Former No. 2 official at Midway Airport accused of violating ‘crucial federal safety protocols’
A high-ranking official at Midway Airport was accused Thursday of ordering a change in reported airfield conditions from wet to dry — without personally observing those conditions — at the request of a “private airline” sources identified as Southwest Airlines.
The explosive allegation is outlined in Inspector General Joe Ferguson’s quarterly report.
As always, the accused city employee — in this case a now-former deputy aviation commissioner at Midway — was not identified. Neither was the airline.
But City Hall sources identified the airline making the request as Southwest and the now-former, $112,332-a-year deputy commissioner as Costas Simos, the No. 2 official at Midway. Simos retired a few months ago before Aviation Commissioner Jamie Rhee could act on Ferguson’s recommendation that Simos be fired.
Simos could not be reached for comment; a telephone listing in his name has been disconnected.
Southwest, Midway’s flagship carrier, issued a statement denying the allegations.
“The safety of our employees and customers is the uncompromising priority at Southwest Airlines and we would never put that safety at risk,” the statement said. “... Southwest refutes any allegations it attempted to influence or exert any pressure on how airfield conditions were recorded at Midway Airport. Any implication that we would place anything above safety is unfounded.”
Aviation Department spokesman Matt McGrath also said the “safety and security of our airports” is the department’s “highest priority.

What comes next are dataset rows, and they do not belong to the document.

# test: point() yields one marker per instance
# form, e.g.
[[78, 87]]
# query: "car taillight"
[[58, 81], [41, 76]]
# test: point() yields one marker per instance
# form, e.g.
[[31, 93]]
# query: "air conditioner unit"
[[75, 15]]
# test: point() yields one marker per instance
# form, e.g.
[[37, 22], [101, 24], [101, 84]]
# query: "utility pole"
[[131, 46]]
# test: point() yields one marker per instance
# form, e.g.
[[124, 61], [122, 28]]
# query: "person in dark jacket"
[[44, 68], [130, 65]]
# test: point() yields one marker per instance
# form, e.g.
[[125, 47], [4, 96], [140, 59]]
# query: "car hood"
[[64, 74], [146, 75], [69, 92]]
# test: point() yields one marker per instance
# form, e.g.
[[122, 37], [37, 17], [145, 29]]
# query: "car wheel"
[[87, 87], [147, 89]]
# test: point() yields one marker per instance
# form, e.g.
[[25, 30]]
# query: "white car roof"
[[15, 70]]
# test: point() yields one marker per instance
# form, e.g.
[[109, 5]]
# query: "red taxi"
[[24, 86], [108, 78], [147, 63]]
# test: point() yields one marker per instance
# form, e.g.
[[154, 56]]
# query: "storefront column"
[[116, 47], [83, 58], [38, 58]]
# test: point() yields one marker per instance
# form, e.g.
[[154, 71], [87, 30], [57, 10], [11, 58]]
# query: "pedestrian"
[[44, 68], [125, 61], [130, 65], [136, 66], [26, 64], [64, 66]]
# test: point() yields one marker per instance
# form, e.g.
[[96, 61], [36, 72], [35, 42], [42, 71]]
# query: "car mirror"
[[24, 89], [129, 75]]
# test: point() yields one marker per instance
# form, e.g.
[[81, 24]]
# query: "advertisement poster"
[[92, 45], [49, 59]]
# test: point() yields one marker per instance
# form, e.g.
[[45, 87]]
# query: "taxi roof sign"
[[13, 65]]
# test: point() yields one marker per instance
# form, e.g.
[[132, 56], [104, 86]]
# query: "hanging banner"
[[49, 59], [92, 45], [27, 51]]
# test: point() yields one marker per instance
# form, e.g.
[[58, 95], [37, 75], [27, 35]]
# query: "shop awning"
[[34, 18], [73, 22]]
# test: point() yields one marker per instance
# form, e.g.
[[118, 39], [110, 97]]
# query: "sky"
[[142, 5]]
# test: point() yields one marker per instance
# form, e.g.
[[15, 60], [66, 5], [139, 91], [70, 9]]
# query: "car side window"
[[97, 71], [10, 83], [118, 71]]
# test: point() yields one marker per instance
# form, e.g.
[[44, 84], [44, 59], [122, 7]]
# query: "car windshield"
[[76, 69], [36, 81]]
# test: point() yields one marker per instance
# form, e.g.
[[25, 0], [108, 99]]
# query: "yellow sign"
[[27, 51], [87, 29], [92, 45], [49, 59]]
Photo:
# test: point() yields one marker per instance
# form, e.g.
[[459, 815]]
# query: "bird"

“We can confidently say it was not compromised during this specific incident. In order to ensure safety, there are redundancies and multiple inputs built into the system — including airport, air traffic control, and airline personnel — and one person alone cannot dictate that planes land or take off in unsafe conditions,” McGrath wrote in a statement.
“However, CDA still took this issue seriously, and immediately referred it to the OIG’s office when made aware of the allegations. In the meantime, all Midway airfield personnel have been retrained, airfield management responsibilities have been overhauled, and the individual involved has since left the department.”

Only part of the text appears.